Alex’s first semester: Small school, big opportunities
Our Student Stories bloggers are back on campus and checking in. Today, Alex reflects on his first semester in the MIB program.
My first semester at The Fletcher School was quite an experience: immersing myself in my business and energy classes, getting to know my accomplished and passionate classmates, and participating in events with Nobel laureates.
First and foremost, I have been struck by the immediate and tangible benefits of being a part of such a small, tightly knit school. Let me give you a couple examples of these benefits from my experience so far:
Small Classes, Meaningful Discussions
Many of my classes were quite small, facilitating open and deep discussions, as well as fostering much more meaningful relationships with professors.
One example was my Managing the Global Corporation course taught by Prof. Thoman, F67, whose accomplishments and accolades include being the CEO of Xerox and Nabisco, the CFO of IBM, and a recipient of the French Legion d’Honneur. Instead of just teaching us analytical frameworks pulled from textbooks or reviewing business cases of other people’s experiences, Prof. Thoman helped us understand how decisions are actually made in the C-suite, based on examples from his own extraordinary career. This class only had a dozen students.
Another example was my Climate Change and Clean Energy Policy class taught by Prof. Kates-Garnick, F84, who was the Undersecretary of Energy for Massachusetts. As Massachusetts has one of the most advanced and successful clean energy policies in the U.S., Prof. Kates-Garnick is precisely the type of person you want to learn about energy policy from. Instead of simply discussing theoretical policies, she put us in the decision-maker’s seat and had us consider the tough trade-offs associated with different options. This class only had seven students.
The opportunity to take courses sitting around such a small table with industry forerunners and policy makers with real-world experience reaffirmed that this school is not just teaching us theory; Fletcher truly is a school for practitioners, taught by practitioners.
Exclusive Conferences, Valuable Insights
As part of this focus on staying connected to the real world outside the halls of academia, Fletcher encourages us to attend the plethora of conferences hosted in Boston. A great thing about Fletcher, however, is that it can help you get into the ones that actually matter.
For example, Prof. Kates-Garnick invited me to a small private conference held jointly by The Fletcher School and the Harvard Kennedy School for one of the biggest oil and gas companies in the world. The meeting, attended by the top energy minds of the two schools and the top executives of this global firm, was an eye-opening experience on how corporations inform and conduct their highest-level strategic planning process. I was impressed by the executives’ grasp of international affairs (it came as little surprise that some were Fletcher graduates), and was reminded of the value of the Master of International Business (MIB) degree I am pursuing.
I was also able to attend a cleantech conference with the leading businessmen and women in Boston thanks to a generous grant from Fletcher’s Center for International Environment and Resource Policy. Just about every other person at the conference was a president or CEO, while I was one of only three students able to attend, due to the cost. Access to the event proved invaluable, however, both in terms of the content of the panel discussions and the contacts I established; I left with an internship for the next semester doing research for a private equity fund acquiring wind farms across North America.

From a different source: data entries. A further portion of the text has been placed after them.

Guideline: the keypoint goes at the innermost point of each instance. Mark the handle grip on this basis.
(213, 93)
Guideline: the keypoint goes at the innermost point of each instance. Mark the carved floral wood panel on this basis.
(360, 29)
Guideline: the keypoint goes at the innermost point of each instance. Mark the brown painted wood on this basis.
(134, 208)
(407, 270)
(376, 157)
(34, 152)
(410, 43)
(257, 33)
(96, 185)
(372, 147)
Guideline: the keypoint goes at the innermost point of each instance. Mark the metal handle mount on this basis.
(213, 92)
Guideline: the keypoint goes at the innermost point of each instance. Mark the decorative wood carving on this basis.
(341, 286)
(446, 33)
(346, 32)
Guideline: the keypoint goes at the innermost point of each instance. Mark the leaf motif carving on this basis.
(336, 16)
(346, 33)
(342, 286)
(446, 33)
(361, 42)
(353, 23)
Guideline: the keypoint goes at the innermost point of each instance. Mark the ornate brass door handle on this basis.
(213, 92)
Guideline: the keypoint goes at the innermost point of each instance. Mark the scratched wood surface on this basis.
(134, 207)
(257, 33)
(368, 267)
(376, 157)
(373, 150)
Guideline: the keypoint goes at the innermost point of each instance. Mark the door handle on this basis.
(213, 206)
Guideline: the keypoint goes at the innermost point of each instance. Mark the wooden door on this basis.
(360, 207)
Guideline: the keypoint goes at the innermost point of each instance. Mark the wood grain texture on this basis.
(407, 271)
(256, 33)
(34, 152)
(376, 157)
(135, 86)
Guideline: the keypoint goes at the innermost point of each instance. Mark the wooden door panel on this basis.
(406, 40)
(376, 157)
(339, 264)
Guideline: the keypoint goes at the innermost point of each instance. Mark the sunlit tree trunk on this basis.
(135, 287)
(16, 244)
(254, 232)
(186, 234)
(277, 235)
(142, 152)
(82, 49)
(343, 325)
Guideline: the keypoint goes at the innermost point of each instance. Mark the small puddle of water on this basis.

Not only are these types of conferences interesting, they provide access to the fields students are interested in, and to the people who shape those fields. If it had not been for Fletcher, I would not have been able to attend, or even have heard of, these conferences.
Fletcher is a small school that delivers monumental output. The professors and events students have access to are but a couple of the benefits of attending a small school. It is these types of opportunities that ensures that students are at the leading edge of their fields, and that The Fletcher School stays at the forefront of the world’s most pressing issues.